Decision forests options - 5.2 English - 68552

AOCL API Guide (68552)

Document ID
68552
Release Date
2025-12-29
Version
5.2 English

The available Python options are detailed in the aoclda.decision_tree.decision_tree() and aoclda.decision_forest.decision_forest() class constructors.

The following options can be set using da_options_set_?:

Table 4.16 Table of Options for Decision Forests.#

Option name

Type

Default

Description

Constraints

category split strategy

string

\(s=\) ordered

How to split categorical features: split one category from all other or consider them ordered.

\(s=\) one-vs-all, or ordered.

maximum bins

integer

\(i=256\)

Maximum number of bins in histograms.

\(2 \le i \le 65535\)

histogram

string

\(s=\) no

Choose whether to use histograms constructed from the data matrix X.

\(s=\) no, or yes.

feature threshold

real

\(r=1e-05\)

Minimum difference in feature value required for splitting.

\(0 \le r\)

storage order

string

\(s=\) column-major

Whether data is supplied and returned in row- or column-major order.

\(s=\) c, column-major, f, fortran, or row-major.

check data

string

\(s=\) no

Check input data for NaNs prior to performing computation.

\(s=\) no, or yes.

minimum split score

real

\(r=1e-05\)

Minimum score needed for a node to be considered for splitting.

\(0 \le r \le 1\)

maximum features

integer

\(i=0\)

Set the number of features to consider when ‘features selection’ is set to ‘custom’. 0 means take all the features.

\(0 \le i\)

number of trees

integer

\(i=100\)

Set the number of trees to compute.

\(1 \le i\)

seed

integer

\(i=-1\)

Set random seed for the random number generator. If the value is -1, a random seed is automatically generated. In this case the resulting classification will create non-reproducible results.

\(-1 \le i\)

node minimum samples

integer

\(i=2\)

Minimum number of samples to consider a node for splitting.

\(1 \le i\)

maximum depth

integer

\(i=29\)

Set the maximum depth of trees.

\(0 \le i \le 29\)

scoring function

string

\(s=\) gini

Select scoring function to use.

\(s=\) cross-entropy, entropy, gini, misclass, misclassification, or misclassification-error.

minimum impurity decrease

real

\(r=0\)

Minimum score improvement needed to consider a split from the parent node.

\(0 \le r\)

block size

integer

\(i=256\)

Set the size of the blocks for parallel computations.

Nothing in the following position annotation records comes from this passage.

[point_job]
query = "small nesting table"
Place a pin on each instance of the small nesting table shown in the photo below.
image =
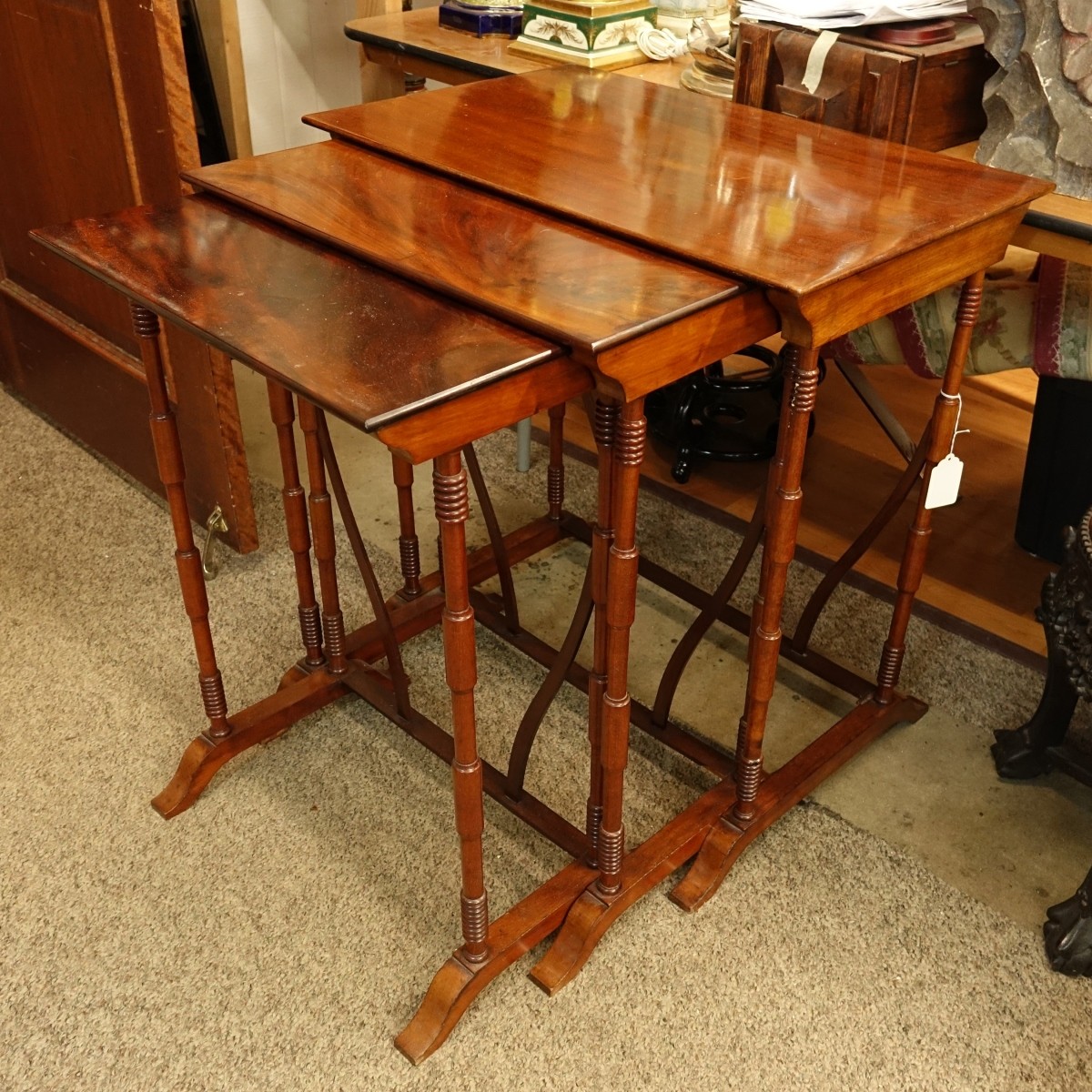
(450, 263)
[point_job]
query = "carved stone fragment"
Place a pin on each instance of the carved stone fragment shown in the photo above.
(1038, 105)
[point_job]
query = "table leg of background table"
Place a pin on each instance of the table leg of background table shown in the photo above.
(295, 513)
(322, 528)
(942, 440)
(168, 456)
(555, 470)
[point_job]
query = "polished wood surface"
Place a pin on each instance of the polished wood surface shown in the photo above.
(758, 196)
(546, 274)
(365, 345)
(97, 116)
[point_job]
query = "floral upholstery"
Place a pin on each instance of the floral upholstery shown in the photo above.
(1043, 323)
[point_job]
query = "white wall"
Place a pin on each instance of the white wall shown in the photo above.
(296, 59)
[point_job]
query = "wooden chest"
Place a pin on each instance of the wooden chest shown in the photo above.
(928, 96)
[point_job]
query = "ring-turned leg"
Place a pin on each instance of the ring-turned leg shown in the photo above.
(458, 982)
(322, 528)
(555, 470)
(942, 435)
(168, 457)
(295, 513)
(409, 547)
(602, 904)
(729, 835)
(604, 427)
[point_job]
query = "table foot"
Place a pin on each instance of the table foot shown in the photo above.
(727, 838)
(722, 849)
(705, 825)
(642, 868)
(459, 982)
(259, 723)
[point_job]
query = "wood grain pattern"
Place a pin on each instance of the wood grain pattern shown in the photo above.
(539, 272)
(763, 197)
(363, 344)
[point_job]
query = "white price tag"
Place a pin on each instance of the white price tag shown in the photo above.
(944, 481)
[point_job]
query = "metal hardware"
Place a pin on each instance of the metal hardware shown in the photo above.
(214, 523)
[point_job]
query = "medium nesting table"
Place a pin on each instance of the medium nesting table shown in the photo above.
(453, 261)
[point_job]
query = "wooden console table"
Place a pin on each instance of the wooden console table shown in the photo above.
(551, 234)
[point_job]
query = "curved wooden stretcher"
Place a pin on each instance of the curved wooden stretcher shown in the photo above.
(429, 292)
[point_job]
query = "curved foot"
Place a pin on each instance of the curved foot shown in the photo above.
(259, 723)
(1016, 757)
(721, 850)
(1067, 934)
(458, 983)
(589, 918)
(448, 998)
(784, 789)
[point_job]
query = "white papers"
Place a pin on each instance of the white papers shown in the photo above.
(820, 15)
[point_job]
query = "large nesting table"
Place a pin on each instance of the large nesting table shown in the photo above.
(451, 262)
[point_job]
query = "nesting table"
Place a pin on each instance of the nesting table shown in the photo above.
(446, 266)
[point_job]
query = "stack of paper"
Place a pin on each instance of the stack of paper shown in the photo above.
(823, 15)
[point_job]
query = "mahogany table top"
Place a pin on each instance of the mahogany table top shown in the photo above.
(547, 276)
(760, 197)
(369, 347)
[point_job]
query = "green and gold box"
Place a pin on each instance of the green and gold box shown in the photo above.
(600, 34)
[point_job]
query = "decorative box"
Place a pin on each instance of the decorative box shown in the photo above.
(600, 34)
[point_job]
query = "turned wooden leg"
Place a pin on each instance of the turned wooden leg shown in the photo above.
(295, 513)
(168, 456)
(942, 432)
(604, 426)
(409, 549)
(555, 472)
(452, 509)
(622, 599)
(785, 497)
(322, 527)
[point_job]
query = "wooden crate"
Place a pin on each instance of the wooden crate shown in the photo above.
(928, 96)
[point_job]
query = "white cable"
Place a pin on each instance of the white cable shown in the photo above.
(659, 44)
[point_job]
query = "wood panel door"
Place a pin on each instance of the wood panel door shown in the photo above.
(96, 116)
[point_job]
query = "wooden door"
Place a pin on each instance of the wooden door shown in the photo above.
(96, 116)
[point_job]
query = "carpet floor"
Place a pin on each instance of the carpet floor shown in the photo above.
(279, 933)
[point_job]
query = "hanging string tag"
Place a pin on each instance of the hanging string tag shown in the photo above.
(945, 480)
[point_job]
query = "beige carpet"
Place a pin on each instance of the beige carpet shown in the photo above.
(278, 934)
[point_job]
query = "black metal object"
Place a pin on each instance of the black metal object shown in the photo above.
(724, 418)
(1057, 480)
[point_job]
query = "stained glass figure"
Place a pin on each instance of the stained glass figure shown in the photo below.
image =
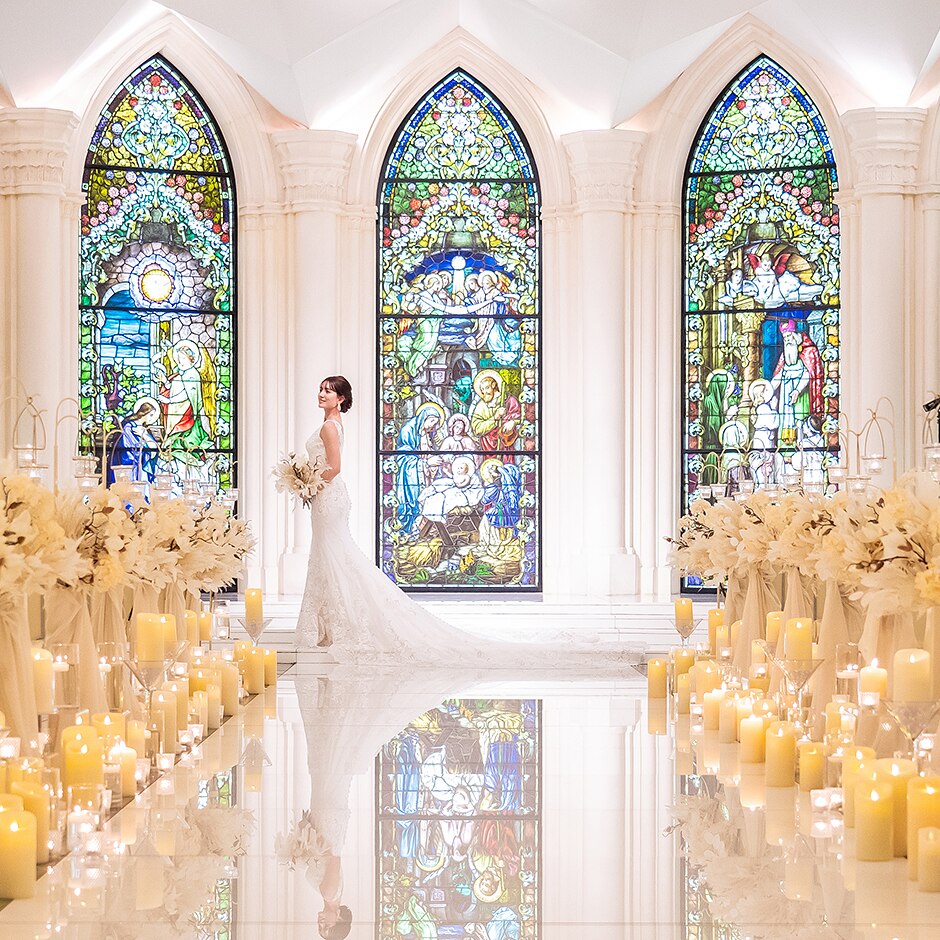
(459, 364)
(157, 306)
(761, 322)
(459, 820)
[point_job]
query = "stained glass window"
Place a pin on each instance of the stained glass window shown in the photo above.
(458, 326)
(157, 305)
(459, 821)
(761, 321)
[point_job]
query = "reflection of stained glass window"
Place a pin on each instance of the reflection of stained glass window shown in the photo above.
(761, 323)
(459, 820)
(459, 305)
(157, 354)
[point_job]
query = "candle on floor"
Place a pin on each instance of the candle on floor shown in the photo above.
(928, 854)
(912, 678)
(150, 642)
(716, 616)
(35, 799)
(253, 608)
(42, 680)
(873, 679)
(655, 679)
(896, 772)
(753, 740)
(812, 766)
(798, 639)
(18, 850)
(780, 751)
(874, 821)
(923, 809)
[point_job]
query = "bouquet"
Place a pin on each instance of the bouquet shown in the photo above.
(300, 477)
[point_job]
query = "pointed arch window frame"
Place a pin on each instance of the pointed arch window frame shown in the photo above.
(120, 91)
(395, 148)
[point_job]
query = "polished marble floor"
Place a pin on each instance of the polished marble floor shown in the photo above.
(531, 808)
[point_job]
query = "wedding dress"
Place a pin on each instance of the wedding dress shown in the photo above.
(350, 606)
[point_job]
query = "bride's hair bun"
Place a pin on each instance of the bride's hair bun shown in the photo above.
(340, 385)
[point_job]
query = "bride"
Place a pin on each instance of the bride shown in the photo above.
(350, 606)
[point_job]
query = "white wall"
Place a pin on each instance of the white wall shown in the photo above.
(611, 291)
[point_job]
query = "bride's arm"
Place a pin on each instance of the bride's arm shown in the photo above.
(334, 458)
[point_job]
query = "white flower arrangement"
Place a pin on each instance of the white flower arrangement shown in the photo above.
(300, 477)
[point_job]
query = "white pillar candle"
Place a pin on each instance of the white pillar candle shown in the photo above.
(912, 679)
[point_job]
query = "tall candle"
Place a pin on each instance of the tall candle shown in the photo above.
(798, 639)
(923, 809)
(774, 622)
(857, 762)
(192, 628)
(82, 763)
(253, 609)
(150, 644)
(42, 680)
(18, 849)
(752, 740)
(874, 822)
(36, 801)
(912, 679)
(716, 616)
(655, 678)
(928, 853)
(897, 772)
(780, 750)
(812, 766)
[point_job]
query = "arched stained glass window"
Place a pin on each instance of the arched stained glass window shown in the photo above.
(157, 307)
(488, 793)
(761, 320)
(459, 365)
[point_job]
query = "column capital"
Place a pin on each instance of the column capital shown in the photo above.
(885, 144)
(603, 167)
(34, 143)
(314, 165)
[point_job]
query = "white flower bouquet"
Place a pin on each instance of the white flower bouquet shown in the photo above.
(300, 477)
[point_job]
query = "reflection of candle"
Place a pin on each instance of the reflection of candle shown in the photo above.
(683, 611)
(812, 766)
(856, 764)
(874, 822)
(923, 809)
(798, 639)
(42, 679)
(253, 611)
(716, 616)
(774, 620)
(655, 679)
(36, 801)
(896, 772)
(780, 751)
(17, 854)
(911, 676)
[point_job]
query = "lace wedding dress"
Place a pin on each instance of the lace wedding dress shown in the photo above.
(350, 606)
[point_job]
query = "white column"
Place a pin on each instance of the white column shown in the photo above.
(40, 349)
(876, 335)
(315, 167)
(603, 166)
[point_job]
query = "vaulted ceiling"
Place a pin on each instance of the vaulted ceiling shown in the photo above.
(599, 61)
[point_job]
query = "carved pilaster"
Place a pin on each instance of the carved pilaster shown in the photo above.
(314, 166)
(33, 147)
(603, 168)
(885, 147)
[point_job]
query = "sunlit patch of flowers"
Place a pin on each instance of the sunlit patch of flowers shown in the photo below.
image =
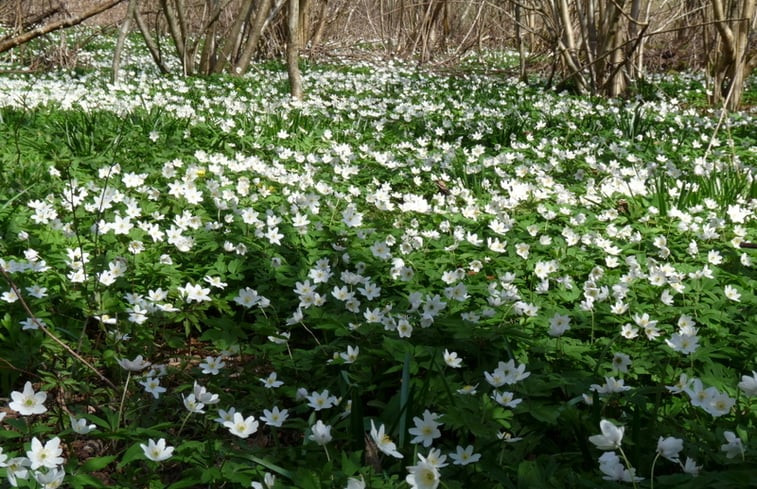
(403, 268)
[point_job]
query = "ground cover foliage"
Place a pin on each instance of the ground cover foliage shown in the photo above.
(406, 280)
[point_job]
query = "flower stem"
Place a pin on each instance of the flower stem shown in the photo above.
(123, 399)
(651, 477)
(629, 467)
(186, 418)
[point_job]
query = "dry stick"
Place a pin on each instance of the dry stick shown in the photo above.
(44, 329)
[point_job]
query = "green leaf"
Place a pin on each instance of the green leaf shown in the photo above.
(97, 463)
(133, 453)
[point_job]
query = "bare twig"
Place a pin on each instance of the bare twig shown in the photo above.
(49, 333)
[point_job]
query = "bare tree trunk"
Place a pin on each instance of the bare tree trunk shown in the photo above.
(12, 42)
(122, 33)
(293, 50)
(522, 74)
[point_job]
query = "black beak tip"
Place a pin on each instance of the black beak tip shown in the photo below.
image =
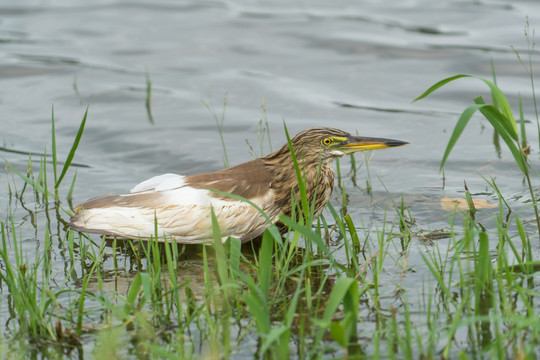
(394, 143)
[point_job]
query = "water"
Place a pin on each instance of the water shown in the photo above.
(346, 64)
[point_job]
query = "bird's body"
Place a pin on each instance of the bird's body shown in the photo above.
(181, 206)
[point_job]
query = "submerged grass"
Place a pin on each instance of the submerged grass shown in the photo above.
(331, 288)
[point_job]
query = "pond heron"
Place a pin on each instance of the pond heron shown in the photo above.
(179, 207)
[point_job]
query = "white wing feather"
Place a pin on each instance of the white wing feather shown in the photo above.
(183, 213)
(160, 183)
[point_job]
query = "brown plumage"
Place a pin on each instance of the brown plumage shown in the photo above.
(182, 205)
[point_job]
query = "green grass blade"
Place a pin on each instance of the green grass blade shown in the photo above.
(55, 160)
(73, 149)
(496, 118)
(265, 263)
(458, 129)
(501, 102)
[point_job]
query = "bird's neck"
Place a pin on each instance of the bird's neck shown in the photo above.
(316, 174)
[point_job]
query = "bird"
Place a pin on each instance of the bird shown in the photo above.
(179, 207)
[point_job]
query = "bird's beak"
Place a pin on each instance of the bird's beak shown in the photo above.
(361, 143)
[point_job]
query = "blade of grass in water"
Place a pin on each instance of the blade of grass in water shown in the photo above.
(73, 149)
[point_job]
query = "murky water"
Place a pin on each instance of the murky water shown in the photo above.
(346, 64)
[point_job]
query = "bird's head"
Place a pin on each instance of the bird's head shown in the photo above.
(327, 144)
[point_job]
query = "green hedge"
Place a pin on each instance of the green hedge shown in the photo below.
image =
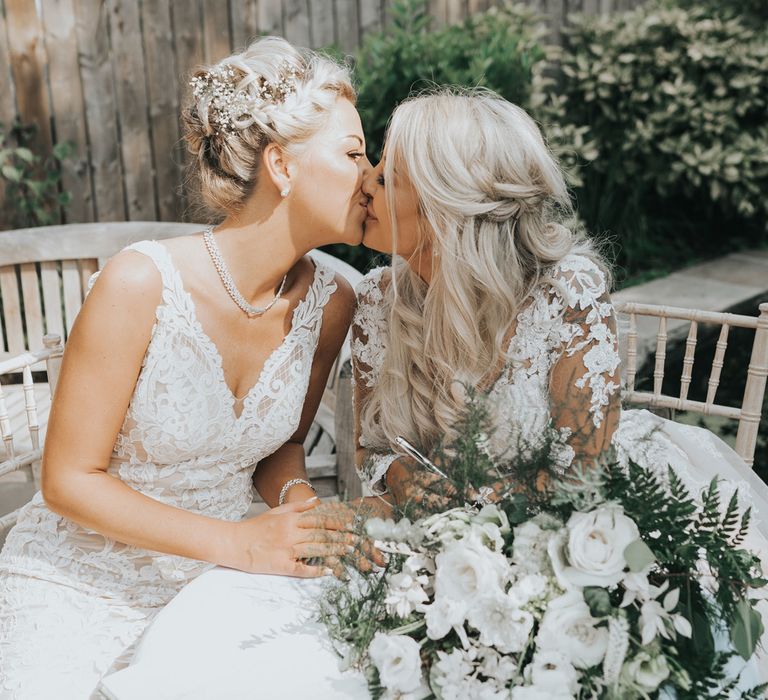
(676, 100)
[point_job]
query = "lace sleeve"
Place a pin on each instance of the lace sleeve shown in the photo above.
(369, 327)
(584, 384)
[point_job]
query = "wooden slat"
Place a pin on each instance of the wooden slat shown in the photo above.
(271, 17)
(67, 105)
(28, 59)
(131, 101)
(661, 353)
(73, 297)
(717, 364)
(9, 289)
(323, 25)
(162, 78)
(244, 20)
(216, 38)
(296, 13)
(33, 309)
(52, 301)
(187, 29)
(97, 81)
(347, 24)
(690, 350)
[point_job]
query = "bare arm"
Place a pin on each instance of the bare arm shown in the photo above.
(101, 365)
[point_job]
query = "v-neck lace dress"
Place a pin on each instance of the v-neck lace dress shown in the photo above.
(72, 601)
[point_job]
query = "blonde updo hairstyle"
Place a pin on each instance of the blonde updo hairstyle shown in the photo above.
(491, 196)
(226, 160)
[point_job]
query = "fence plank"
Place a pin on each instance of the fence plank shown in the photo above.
(163, 105)
(130, 89)
(216, 39)
(244, 21)
(323, 25)
(33, 310)
(28, 59)
(67, 105)
(296, 26)
(96, 75)
(271, 17)
(347, 25)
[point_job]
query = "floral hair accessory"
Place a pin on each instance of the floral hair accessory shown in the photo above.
(236, 108)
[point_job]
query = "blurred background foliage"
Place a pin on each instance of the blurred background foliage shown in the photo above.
(659, 115)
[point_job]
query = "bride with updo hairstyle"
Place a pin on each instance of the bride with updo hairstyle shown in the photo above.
(191, 376)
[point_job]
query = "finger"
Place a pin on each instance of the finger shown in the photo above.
(296, 506)
(303, 570)
(308, 550)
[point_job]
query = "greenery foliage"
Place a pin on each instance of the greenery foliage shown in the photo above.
(32, 183)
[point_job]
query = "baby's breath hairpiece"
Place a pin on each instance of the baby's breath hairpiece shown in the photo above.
(235, 109)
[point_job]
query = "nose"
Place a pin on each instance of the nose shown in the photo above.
(369, 179)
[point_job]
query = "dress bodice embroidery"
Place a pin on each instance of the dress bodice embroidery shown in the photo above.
(181, 443)
(567, 316)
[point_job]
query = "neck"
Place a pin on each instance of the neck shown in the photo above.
(259, 249)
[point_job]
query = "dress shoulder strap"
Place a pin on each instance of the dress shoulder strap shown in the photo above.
(309, 312)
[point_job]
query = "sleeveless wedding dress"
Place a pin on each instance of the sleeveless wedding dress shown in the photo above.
(235, 635)
(73, 602)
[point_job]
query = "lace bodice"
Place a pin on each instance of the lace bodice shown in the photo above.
(565, 328)
(181, 443)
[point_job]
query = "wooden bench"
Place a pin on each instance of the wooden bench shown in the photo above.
(44, 274)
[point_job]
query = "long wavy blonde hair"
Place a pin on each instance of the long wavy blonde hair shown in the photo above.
(491, 196)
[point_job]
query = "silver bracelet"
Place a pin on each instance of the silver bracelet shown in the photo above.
(288, 484)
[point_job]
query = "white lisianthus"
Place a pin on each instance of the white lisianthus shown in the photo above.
(646, 672)
(466, 570)
(568, 627)
(531, 692)
(405, 593)
(398, 661)
(493, 665)
(443, 615)
(529, 548)
(500, 622)
(527, 588)
(550, 670)
(591, 550)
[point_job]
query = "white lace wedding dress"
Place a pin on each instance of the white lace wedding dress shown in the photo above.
(564, 337)
(73, 602)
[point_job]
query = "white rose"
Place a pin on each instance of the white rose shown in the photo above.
(552, 671)
(443, 615)
(501, 623)
(591, 550)
(398, 661)
(530, 692)
(646, 672)
(466, 570)
(568, 627)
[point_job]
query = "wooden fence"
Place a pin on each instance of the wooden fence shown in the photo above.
(108, 76)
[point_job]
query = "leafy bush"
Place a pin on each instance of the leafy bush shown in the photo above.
(500, 49)
(31, 182)
(676, 101)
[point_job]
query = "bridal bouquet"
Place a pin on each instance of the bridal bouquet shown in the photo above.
(614, 583)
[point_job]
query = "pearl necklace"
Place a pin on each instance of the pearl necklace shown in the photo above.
(229, 283)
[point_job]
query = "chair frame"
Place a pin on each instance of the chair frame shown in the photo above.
(51, 354)
(749, 414)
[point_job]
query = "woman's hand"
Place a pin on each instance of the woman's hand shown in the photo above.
(280, 541)
(343, 522)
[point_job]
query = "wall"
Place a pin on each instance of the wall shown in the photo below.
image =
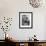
(11, 8)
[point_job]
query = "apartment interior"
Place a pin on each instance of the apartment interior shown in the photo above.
(15, 30)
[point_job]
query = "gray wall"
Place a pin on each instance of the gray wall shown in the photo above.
(11, 8)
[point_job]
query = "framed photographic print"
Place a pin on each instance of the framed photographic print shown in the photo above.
(25, 20)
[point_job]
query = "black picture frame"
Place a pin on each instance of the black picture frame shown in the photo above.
(25, 20)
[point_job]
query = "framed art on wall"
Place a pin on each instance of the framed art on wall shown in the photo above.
(25, 20)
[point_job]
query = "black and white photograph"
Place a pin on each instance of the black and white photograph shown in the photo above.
(25, 20)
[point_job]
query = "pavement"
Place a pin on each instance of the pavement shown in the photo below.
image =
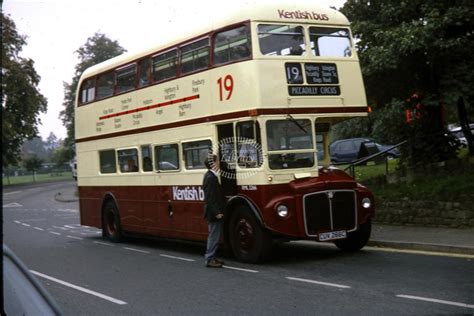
(419, 238)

\(1 \le i \le 2147483647\)

features selection

string

\(s=\) sqrt

Select how many features to use for each split. ‘custom’ reads the ‘maximum features’ option, proportion reads the ‘proportion features’ option. ‘all’, ‘sqrt’ and ‘log2’ select respectively all, the square root or the base-2 logarithm of the total number of features.

\(s=\) all, custom, log2, proportion, or sqrt.

bootstrap

string

\(s=\) yes

Select whether to bootstrap the samples in the trees.

\(s=\) no, or yes.

bootstrap samples factor

real

\(r=1\)

Proportion of samples to draw from the data set to build each tree if ‘bootstrap’ was set to ‘yes’.

\(0 < r \le 1\)

proportion features

real

\(r=0.1\)

Set the proportion of features to consider when ‘features selection’ is set to ‘proportion’.

\(0 < r \le 1\)